LangChain Retrieval QA Over Multiple Files with ChromaDB
Based on Sam Witteveen's video on YouTube. If you like this content, support the original creators by watching, liking and subscribing to their content.
Load multiple documents from a folder using a file glob pattern, and swap loaders based on file type (text, PDF, Markdown).
Briefing
LangChain retrieval QA becomes practical at scale once the document embeddings live in a persistent ChromaDB vector store on disk. Instead of rebuilding an in-memory index every time the app starts, the workflow loads many text files from a folder, chunks them, embeds the chunks, and writes the resulting vector index into a persisted directory (named “DB”). That persistence matters most when the corpus grows to hundreds or thousands of long documents, where re-embedding on every launch would be slow and expensive.
The setup starts by pulling multiple files using a simple folder-based loader pattern: a directory is scanned with a glob like “*.text” (and the loader can be swapped for other formats such as PDFs or Markdown by changing the file extension and loader type). After loading, the documents are split into chunks—small units that fit within embedding and LLM context limits. With chunks ready, the code initializes embeddings using OpenAI for both the language model and the embedding model. Those embeddings are then used to create a Chroma vector store from the chunked documents, with a persistence directory so the index is saved to disk. Once persisted, the original embedding step can be skipped on subsequent runs by reloading the vector store from the same directory.

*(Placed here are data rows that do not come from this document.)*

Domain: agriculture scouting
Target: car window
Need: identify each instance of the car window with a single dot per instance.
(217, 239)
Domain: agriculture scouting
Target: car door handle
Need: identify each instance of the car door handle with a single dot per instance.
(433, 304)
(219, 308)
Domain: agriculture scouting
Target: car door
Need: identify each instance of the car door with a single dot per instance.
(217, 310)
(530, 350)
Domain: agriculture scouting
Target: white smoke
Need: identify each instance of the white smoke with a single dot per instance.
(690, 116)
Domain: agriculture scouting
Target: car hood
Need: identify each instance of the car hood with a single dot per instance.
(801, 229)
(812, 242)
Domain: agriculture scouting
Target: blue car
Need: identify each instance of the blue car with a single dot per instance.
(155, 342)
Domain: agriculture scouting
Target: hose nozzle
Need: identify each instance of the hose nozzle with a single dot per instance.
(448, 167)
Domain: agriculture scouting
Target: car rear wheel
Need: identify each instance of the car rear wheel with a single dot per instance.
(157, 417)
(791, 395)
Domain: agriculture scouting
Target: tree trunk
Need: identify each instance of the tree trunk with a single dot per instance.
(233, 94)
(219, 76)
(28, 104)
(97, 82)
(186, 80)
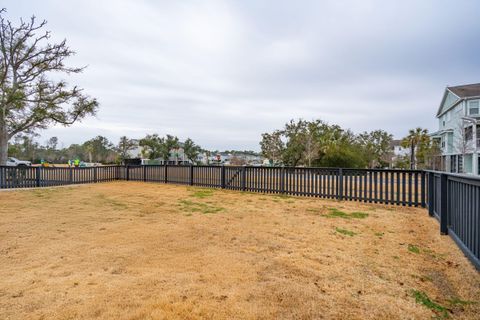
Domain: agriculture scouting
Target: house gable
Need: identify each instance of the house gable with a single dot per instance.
(448, 101)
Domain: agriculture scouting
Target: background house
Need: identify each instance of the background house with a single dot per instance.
(459, 129)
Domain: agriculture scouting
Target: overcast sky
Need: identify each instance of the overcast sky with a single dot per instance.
(223, 72)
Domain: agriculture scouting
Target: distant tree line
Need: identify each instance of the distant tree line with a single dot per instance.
(317, 143)
(100, 149)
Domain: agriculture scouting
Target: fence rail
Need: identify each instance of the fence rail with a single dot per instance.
(453, 199)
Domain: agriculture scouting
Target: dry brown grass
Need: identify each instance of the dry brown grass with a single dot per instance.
(129, 250)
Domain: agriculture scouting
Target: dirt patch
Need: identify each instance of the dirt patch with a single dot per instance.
(128, 250)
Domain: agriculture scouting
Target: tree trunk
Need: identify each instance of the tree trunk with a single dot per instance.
(3, 145)
(412, 157)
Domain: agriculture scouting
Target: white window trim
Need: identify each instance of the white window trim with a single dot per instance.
(471, 107)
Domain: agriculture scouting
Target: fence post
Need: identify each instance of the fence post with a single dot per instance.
(431, 193)
(165, 173)
(223, 177)
(244, 178)
(340, 184)
(423, 176)
(191, 174)
(444, 204)
(282, 180)
(38, 176)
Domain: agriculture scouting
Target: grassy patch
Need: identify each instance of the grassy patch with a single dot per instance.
(423, 299)
(458, 301)
(413, 248)
(205, 208)
(202, 193)
(112, 202)
(335, 213)
(422, 278)
(345, 232)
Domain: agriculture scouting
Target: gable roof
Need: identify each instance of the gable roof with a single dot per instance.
(466, 91)
(454, 95)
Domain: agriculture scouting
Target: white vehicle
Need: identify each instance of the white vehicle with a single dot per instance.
(14, 162)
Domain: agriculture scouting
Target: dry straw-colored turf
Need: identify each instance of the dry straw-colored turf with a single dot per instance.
(129, 250)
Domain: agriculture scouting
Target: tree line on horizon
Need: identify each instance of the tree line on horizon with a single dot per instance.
(100, 149)
(317, 143)
(31, 100)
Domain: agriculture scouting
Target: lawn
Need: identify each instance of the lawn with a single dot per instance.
(128, 250)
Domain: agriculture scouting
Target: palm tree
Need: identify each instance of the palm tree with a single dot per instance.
(416, 138)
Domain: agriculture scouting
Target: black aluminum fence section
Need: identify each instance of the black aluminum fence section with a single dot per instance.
(455, 201)
(18, 177)
(399, 187)
(30, 177)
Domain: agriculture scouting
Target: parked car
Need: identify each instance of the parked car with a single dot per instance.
(14, 162)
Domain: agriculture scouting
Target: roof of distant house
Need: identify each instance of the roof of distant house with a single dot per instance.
(466, 91)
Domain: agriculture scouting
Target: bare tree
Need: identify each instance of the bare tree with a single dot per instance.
(125, 145)
(29, 99)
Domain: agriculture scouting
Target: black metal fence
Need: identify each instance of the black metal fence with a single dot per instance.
(400, 187)
(455, 201)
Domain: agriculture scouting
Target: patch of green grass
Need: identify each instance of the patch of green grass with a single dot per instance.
(112, 202)
(345, 232)
(205, 208)
(202, 193)
(458, 301)
(335, 213)
(423, 299)
(413, 248)
(422, 278)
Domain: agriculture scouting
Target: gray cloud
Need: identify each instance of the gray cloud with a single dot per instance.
(223, 72)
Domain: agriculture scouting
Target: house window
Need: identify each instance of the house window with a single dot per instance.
(474, 107)
(468, 133)
(453, 164)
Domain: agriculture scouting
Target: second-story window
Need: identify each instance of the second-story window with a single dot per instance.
(474, 107)
(469, 133)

After the vector database is in place, the system turns it into a retriever configured for similarity search. A query is issued, the retriever returns the top matching chunks (the example uses k=2, with guidance that k≈5 often works well when answering from multiple sources). Those retrieved chunks become the “context” fed into a RetrievalQA chain, which combines the context with the user’s question and asks the LLM to answer strictly using the provided material. The chain is configured to return the source documents as well, enabling citation-style outputs rather than ungrounded answers.
Concrete examples show the retrieval-and-answer loop working: questions about Pendo’s fundraising return a “30 million” figure with the relevant source chunks; a query about “news about Pando” yields both an answer and the underlying documents, including details like the round type and usage; and questions like “what is generative AI?” or “who is CMA?” pull answers from different articles based on semantic similarity. The prompt template reinforces the guardrail: if the answer isn’t in the retrieved context, the model should say it doesn’t know.

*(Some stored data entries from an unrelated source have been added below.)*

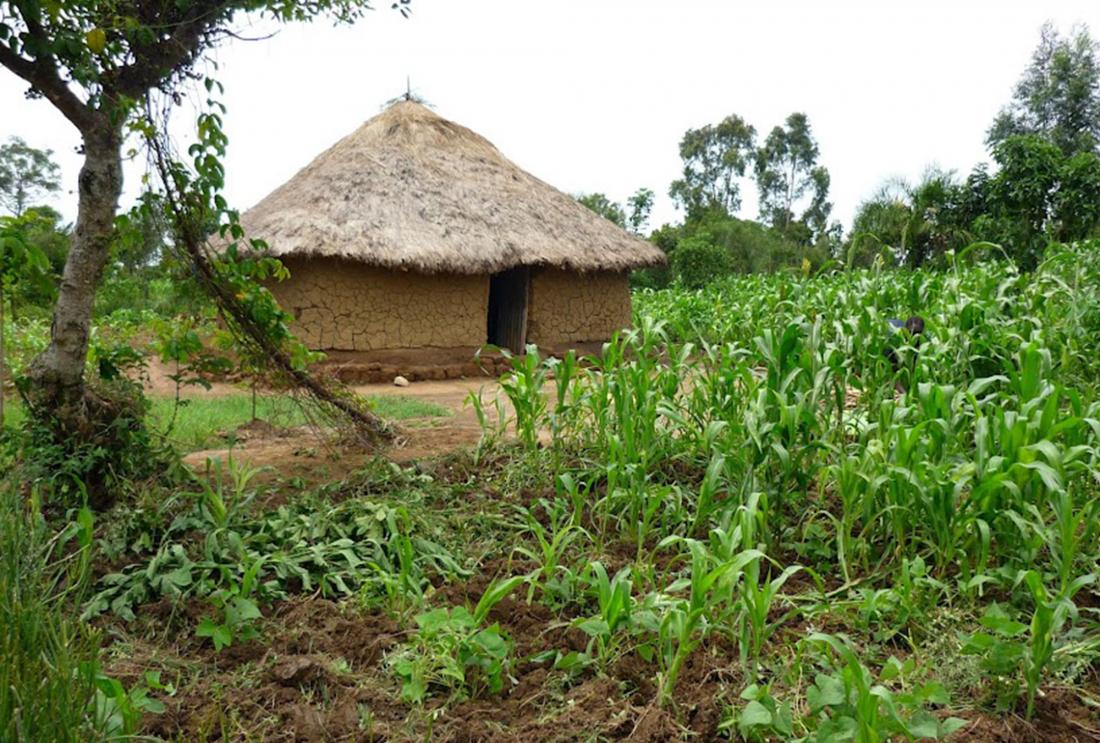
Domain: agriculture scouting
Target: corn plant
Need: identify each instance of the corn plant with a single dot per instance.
(557, 582)
(454, 651)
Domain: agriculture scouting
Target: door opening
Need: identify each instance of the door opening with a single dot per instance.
(507, 308)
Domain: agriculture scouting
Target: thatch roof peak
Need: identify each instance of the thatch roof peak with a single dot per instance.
(409, 189)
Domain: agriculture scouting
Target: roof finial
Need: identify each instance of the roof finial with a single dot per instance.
(407, 96)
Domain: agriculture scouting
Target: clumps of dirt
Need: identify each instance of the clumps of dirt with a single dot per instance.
(1060, 717)
(314, 626)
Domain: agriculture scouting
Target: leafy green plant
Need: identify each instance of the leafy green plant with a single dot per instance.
(846, 703)
(237, 609)
(453, 651)
(761, 718)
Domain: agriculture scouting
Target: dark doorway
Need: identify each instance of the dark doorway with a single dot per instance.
(507, 308)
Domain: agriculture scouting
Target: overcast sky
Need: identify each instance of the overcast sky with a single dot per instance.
(594, 95)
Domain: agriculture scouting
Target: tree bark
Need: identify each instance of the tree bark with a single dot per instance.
(58, 371)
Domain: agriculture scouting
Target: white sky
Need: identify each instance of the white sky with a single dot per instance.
(594, 95)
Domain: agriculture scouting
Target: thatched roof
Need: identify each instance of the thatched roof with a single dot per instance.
(409, 189)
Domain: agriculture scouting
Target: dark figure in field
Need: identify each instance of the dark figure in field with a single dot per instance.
(908, 332)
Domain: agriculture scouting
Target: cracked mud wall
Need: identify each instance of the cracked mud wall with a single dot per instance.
(347, 306)
(567, 307)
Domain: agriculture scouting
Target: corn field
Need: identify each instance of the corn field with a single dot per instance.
(755, 441)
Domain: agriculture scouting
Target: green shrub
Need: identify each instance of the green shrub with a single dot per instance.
(697, 261)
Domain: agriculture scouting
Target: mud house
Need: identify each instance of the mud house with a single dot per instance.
(414, 232)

Finally, the notebook demonstrates swapping the LLM backend to the GPT-3.5-turbo API (via LangChain’s chat prompt structure with system and human messages). The retrieval and ChromaDB wiring stays the same; only the prompt formatting changes to match the chat model interface. The result is a reusable, disk-backed retrieval QA pipeline with grounded answers and source traceability—positioning it for future upgrades like Pinecone deployment or local embeddings for the lookup stage.
Cornell Notes
The core workflow builds a disk-persisted ChromaDB vector store for multiple documents, then uses LangChain RetrievalQA to answer questions grounded in retrieved chunks. Documents are loaded from a folder, chunked, embedded with OpenAI embeddings, and written to a persistent directory (“DB”). On later runs, the system reloads the existing vector store instead of re-embedding everything, which is crucial for large corpora. A similarity-search retriever selects the top-k chunks (k is configurable), and the LLM answers using those chunks as context while returning the source documents for citation-style verification. The example also swaps the LLM to GPT-3.5-turbo via chat prompts without changing the retrieval logic.
How does the pipeline avoid re-embedding documents every time it starts?
What determines which document chunks get used to answer a question?
How does the system produce answers with traceable sources?
What role does the prompt template play in grounding answers?
What changes when switching from a basic LLM setup to GPT-3.5-turbo API?
Why does chunking matter in this design?
Review Questions
- When and why would you choose a persistent vector store over an in-memory index in a RetrievalQA pipeline?
- How do k and similarity search affect the quality and coverage of answers in this setup?
- What prompt instructions are used to prevent the LLM from guessing when the retrieved context doesn’t contain the answer?
Key Points
- 1
Load multiple documents from a folder using a file glob pattern, and swap loaders based on file type (text, PDF, Markdown).
- 2
Split documents into chunks before embedding so retrieval can operate on relevant segments rather than entire files.
- 3
Create a ChromaDB vector store with OpenAI embeddings and persist it to disk (persist_directory set to “DB”) to reuse embeddings across runs.
- 4
Use a similarity-search retriever with a configurable k (top-k chunks) and feed those retrieved chunks as context into a RetrievalQA chain.
- 5
Enable grounded outputs by returning the retrieved source documents (return_documents=True) alongside the generated answer.
- 6
When switching to GPT-3.5-turbo, keep retrieval the same but adjust prompt formatting to match chat-style system and human messages.
- 7
Reload the persisted ChromaDB index on startup to avoid re-embedding large corpora every time the app launches.